Quant aux « rénovateurs », leur échec était écrit, il suffisait de lire, d’ouvrir les yeux pour observer leur vraie nature : l’ambition personnelle. Dès lors, Jean-Noël Guérini, grand connaisseur de l’âme humaine, a patiemment tricoté un rôle pour chacun. Le « Président », a commissionné Sylvie Andrieux, députée PS des quartiers nord, mise en examen dans une affaire de détournement de subventions, pour susurrer à l’oreille d’Eugène Caselli, président de la communauté urbaine, quelques promesses électorales. Et ça marche. Caselli revient sur ses indignations premières en se fendant d’un communiqué ruisselant de démagogie : « Face à une droite dure et arrogante, on doit se rassembler et faire bloc. » Désormais rallié à Jean-David Ciot, Caselli est persuadé d’avoir en retour le soutien nécessaire pour être candidat à la mairie de Marseille.
« Tu n’as pas honte d’être là ? »
Dans une fédération où l’éthique est toujours subordonnée aux impératifs électoraux, d’autres gras moutons, Joël Canicave ou Michel Pezet par exemple, ont jeté, in extremis, l’éponge, se mettant ainsi à l’abri des maux de tête. Cette campagne ne fut pas non plus des plus heureuses pour Marie-Arlette Carlotti, ministre chargée de l’exclusion et des handicapés, pour laquelle la colère contre Guérini s’est conjuguée à l’humiliation de ne pas avoir réussi à réunir autour d’elle une majorité. Et de masquer sa déception, le soir de l’élection, derrière l’ironie « Guérini a voté ? Il est à jour de ses cotisations, j’espère ! » Marie-Arlette cogne : « Pezet ? Est-ce qu’il compte encore ? » Elle cherche la rupture : « Avec la victoire de Ciot, la fédé va tourner à vide. Désormais, je vais m’adresser directement aux Marseillais. » Mais elle se garde de couper les ponts : « Je continuerai au sein de la fédé à défendre mes idées. »

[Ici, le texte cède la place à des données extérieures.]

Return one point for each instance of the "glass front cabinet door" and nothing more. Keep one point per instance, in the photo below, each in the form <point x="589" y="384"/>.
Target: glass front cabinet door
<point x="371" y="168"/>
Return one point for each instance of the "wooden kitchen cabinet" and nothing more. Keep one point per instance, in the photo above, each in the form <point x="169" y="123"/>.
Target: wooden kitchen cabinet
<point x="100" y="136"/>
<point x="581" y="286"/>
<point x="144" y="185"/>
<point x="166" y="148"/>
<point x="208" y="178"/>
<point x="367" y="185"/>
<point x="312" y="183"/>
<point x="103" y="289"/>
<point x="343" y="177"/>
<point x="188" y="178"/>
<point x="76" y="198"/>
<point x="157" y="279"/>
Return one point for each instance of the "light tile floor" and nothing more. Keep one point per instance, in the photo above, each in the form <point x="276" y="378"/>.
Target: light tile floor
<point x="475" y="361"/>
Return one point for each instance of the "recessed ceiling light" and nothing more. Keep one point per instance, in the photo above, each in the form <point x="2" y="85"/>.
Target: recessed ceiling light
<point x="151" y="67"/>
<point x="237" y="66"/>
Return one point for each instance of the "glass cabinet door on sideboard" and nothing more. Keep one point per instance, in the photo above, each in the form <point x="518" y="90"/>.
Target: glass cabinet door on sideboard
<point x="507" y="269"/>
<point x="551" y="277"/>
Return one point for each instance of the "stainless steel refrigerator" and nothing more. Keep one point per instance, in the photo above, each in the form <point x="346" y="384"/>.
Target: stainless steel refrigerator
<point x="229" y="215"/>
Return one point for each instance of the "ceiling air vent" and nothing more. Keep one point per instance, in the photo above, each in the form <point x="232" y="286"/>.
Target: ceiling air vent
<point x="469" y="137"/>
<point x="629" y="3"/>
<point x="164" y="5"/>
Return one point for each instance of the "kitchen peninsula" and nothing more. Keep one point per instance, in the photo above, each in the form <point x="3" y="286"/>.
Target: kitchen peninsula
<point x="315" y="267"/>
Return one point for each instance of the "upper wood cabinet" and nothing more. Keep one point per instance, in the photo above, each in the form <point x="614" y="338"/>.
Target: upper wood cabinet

Manière, peut-être, de marquer les conditions d’un futur armistice. Doté d’un culot à fendre la mer Morte en deux, le « roi » Guérini, zigzagant au gré des affaires et des militants mués en playmobils, s’est même déplacé pour voter « en tant que simple militant ». Bain de foule, bises qui claquent, triomphant, le président du Conseil général frise la combustion spontanée lorsqu’on lui demande si c’est la fin de l’ère Guérini ? « Il n’y a jamais eu d’ère Guérini », s’étrangle-t-il. Avant de glisser sur un ton messianique : « Il faut savoir passer la main, mais intelligemment. » C’est dans cette atmosphère un brin tendue que Pierre Orsatelli, opposant et porte-parole de Renouveau PS13, qui réclame la mise sous tutelle de la fédération, l’invective : « Tu n’as pas honte d’être là ? » Le panache du désespoir pour Orsatelli ? Patrick Mennucci, loin de ces errements, est un monsieur rond, avec des idées bien carrées. Le député de Marseille amorce une stratégie qu’il augure payante à terme : augmenter quotidiennement les watts pour réclamer des primaires pour les municipales de 2014. Sera-t-il entendu ? Et que vaudront des primaires si l’instance qui les organise est aux mains des Guérinistes ? On n’en sort pas. Comme si la psyché des socialistes du département avait été tatouée pour l’éternité par la culture du « clientélisme politique » !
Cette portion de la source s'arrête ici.